Yet, for all its lighthearted genre machinations and optimistic title, the book is suffused with a surprising amount of gloom. There is a clear tension between Obama’s breezy charm and Biden’s earnestness, and Biden, as the narrator, often talks about feeling like a chump for being so openhearted and emotionally sincere. The playful squabbling between the two men masks real wounds on Biden’s part, a shame at needing Obama more than the former President needs him; a feeling of regret for not having run for President himself, in 2016; and even an unspoken anger that Obama had favored Hillary Clinton and gently ushered him aside. “Friends were for children,” Biden observes. “It was time for me to grow up.”

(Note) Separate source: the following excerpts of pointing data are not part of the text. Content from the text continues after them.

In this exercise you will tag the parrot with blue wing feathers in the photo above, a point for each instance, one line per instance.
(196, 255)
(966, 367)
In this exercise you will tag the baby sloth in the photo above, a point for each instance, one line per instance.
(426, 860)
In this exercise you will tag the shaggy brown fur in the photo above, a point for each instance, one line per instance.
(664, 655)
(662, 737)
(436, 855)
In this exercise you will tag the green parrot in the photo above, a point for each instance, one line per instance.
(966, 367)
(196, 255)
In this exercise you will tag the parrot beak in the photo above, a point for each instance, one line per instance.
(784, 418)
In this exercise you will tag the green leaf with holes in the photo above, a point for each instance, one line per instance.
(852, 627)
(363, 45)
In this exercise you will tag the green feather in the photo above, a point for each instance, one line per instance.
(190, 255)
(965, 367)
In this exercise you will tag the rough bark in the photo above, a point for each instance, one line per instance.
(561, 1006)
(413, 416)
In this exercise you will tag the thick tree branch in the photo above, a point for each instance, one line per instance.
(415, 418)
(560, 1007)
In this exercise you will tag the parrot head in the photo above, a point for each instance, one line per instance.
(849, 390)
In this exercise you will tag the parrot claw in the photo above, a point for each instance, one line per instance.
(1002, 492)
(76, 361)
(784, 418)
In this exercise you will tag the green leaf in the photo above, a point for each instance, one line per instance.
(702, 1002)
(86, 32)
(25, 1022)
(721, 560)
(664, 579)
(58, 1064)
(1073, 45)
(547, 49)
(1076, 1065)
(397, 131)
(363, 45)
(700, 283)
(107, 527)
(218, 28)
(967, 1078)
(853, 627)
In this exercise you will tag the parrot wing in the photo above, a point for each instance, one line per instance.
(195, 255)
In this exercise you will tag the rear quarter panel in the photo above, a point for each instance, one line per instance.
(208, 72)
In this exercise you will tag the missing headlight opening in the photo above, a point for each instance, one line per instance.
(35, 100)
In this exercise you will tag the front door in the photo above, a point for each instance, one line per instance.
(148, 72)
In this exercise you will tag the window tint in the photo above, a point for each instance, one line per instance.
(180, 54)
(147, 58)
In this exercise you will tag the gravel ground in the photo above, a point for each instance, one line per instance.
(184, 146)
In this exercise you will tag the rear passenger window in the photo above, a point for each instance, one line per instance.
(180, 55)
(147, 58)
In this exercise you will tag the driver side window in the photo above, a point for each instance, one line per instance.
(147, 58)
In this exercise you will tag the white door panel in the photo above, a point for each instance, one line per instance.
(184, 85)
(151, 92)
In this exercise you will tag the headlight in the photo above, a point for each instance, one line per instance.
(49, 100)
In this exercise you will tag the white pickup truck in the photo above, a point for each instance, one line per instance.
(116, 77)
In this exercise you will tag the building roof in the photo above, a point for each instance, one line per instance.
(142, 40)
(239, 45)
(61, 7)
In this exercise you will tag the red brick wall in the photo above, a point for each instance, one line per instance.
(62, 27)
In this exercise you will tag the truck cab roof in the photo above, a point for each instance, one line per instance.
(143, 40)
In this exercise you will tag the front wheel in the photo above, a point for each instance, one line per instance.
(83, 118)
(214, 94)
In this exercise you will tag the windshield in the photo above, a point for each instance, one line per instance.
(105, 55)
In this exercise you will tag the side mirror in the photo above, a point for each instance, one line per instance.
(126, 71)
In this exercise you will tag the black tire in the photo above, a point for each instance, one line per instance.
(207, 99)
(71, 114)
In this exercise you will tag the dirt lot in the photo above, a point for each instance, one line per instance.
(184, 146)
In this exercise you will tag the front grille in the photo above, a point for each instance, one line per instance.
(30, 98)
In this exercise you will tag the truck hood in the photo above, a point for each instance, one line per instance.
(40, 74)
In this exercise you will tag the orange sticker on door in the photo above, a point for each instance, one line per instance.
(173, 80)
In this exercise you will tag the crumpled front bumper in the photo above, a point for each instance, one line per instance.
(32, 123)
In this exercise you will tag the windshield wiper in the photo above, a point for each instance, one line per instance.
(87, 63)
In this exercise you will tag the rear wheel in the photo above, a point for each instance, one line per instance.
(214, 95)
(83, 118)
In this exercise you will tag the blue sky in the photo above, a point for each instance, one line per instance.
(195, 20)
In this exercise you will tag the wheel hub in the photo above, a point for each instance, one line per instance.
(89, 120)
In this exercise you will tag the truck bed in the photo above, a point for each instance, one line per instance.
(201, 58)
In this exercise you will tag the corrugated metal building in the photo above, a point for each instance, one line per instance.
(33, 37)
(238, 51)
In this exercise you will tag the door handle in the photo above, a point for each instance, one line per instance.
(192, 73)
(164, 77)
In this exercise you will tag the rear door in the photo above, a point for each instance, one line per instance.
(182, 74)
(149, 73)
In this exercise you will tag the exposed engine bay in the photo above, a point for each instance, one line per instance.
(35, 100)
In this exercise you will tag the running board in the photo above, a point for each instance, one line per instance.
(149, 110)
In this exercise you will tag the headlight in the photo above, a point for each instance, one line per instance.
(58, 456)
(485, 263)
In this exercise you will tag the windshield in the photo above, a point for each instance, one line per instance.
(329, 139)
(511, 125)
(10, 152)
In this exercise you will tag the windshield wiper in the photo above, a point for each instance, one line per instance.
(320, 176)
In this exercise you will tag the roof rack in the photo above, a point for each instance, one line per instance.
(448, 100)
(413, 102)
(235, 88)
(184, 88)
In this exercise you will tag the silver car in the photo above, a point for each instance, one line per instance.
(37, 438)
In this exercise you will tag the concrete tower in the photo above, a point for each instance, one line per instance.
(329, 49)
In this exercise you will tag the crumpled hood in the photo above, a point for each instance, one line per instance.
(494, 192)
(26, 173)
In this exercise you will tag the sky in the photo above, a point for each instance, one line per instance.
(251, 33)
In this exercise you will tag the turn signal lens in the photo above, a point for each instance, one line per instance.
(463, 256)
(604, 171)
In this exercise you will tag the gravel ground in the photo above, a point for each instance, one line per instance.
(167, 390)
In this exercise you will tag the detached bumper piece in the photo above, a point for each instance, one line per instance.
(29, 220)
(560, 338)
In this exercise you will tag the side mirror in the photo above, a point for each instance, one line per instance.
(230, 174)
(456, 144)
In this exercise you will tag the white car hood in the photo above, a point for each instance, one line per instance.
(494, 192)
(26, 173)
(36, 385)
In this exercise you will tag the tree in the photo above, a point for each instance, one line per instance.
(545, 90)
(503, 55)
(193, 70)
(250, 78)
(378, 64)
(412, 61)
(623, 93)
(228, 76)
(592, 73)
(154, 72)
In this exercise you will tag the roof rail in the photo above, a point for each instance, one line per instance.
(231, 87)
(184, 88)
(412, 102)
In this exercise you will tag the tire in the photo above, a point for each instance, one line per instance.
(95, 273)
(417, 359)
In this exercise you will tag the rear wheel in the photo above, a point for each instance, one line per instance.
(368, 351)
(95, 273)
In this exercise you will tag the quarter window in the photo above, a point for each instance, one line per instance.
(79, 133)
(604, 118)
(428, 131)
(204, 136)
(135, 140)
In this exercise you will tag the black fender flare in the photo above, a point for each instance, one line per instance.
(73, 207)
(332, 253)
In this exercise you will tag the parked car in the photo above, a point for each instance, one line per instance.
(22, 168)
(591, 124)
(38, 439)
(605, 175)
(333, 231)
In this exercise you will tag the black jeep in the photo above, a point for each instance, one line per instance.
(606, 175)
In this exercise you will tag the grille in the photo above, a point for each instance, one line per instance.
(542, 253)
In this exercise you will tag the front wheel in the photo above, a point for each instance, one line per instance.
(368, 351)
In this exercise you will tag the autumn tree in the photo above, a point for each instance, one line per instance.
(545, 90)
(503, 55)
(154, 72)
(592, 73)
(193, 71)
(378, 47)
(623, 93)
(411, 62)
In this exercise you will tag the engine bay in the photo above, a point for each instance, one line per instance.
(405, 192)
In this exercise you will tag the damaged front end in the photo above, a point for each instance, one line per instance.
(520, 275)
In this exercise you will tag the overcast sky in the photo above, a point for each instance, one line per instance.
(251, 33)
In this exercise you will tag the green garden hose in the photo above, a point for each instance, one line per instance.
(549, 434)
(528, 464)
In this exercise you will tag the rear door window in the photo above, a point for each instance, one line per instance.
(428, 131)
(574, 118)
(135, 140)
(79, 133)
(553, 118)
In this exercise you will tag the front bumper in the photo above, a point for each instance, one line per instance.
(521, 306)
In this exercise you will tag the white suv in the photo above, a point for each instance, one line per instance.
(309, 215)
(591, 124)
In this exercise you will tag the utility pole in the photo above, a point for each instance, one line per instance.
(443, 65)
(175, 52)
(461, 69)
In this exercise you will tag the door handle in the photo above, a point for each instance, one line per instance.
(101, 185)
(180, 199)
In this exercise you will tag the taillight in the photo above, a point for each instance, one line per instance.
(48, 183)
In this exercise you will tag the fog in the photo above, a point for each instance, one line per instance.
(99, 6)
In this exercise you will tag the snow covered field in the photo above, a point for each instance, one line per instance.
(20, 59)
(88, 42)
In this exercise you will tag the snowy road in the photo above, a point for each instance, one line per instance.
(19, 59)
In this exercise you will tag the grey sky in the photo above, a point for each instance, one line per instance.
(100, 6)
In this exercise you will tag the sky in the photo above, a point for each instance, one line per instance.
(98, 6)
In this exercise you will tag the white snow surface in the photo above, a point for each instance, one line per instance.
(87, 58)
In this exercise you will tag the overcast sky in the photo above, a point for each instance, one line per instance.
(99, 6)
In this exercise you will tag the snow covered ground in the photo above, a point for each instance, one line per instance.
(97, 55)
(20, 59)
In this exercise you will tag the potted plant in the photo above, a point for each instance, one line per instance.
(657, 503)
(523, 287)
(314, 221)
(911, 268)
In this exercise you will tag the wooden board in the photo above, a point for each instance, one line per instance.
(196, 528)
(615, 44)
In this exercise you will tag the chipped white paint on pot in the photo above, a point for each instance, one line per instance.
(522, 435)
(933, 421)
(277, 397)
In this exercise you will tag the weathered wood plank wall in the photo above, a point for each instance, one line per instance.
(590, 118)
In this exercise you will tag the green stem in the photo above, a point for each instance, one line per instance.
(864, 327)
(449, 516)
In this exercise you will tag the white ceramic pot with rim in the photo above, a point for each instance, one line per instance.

Despite taking on the roles of hard-bitten private investigators, Biden and Obama still talk like politicians. Biden’s narration at times reads like the careful boilerplate of a political memoir; he pauses amid the action to muse on the benefits of Obamacare and plug the new Biden Institute at the University of Delaware. Obama touts the energy benefits of L.E.D. light bulbs and explains the difference between the terms “global warming” and “climate change” to a cashier. “We’re as square as it gets,” Obama says to Biden, who’d rather be Dirty Harry than Harry Truman.
And, as retired public servants, it is hard for Biden and Obama to feel anything but dismay at their roles in recent American history. “We were entering a new age, where there was no absolute right and wrong,” Biden observes, gesturing toward “alternative facts,” “fake news,” and all the rest. “The worst part of it was that it felt like everyone else had already been living there for a long time. I was just finally catching on.” By the end, even Obama is feeling dejected. “I had my eight years,” he says. “There were some wins, but they were few and far between. The slate’s being wiped clean. If anything, we’re going backward.” In the outer reaches of escapism, where Obama and Biden are snooping around motel rooms and fistfighting with crooked cops in between moving train cars, the grim truths of the present remain in view. The book might have been more fun had it been even more outrageous, less tethered to the current moment and mood. On the other hand, you can’t have noir without darkness. Biden and Obama solve the crime, renew their friendship, and live to fight another day. But on a larger scale, as Biden asks his old boss, had they really made a difference? “I just don’t know, Joe,” Obama replies. “I just don’t know.”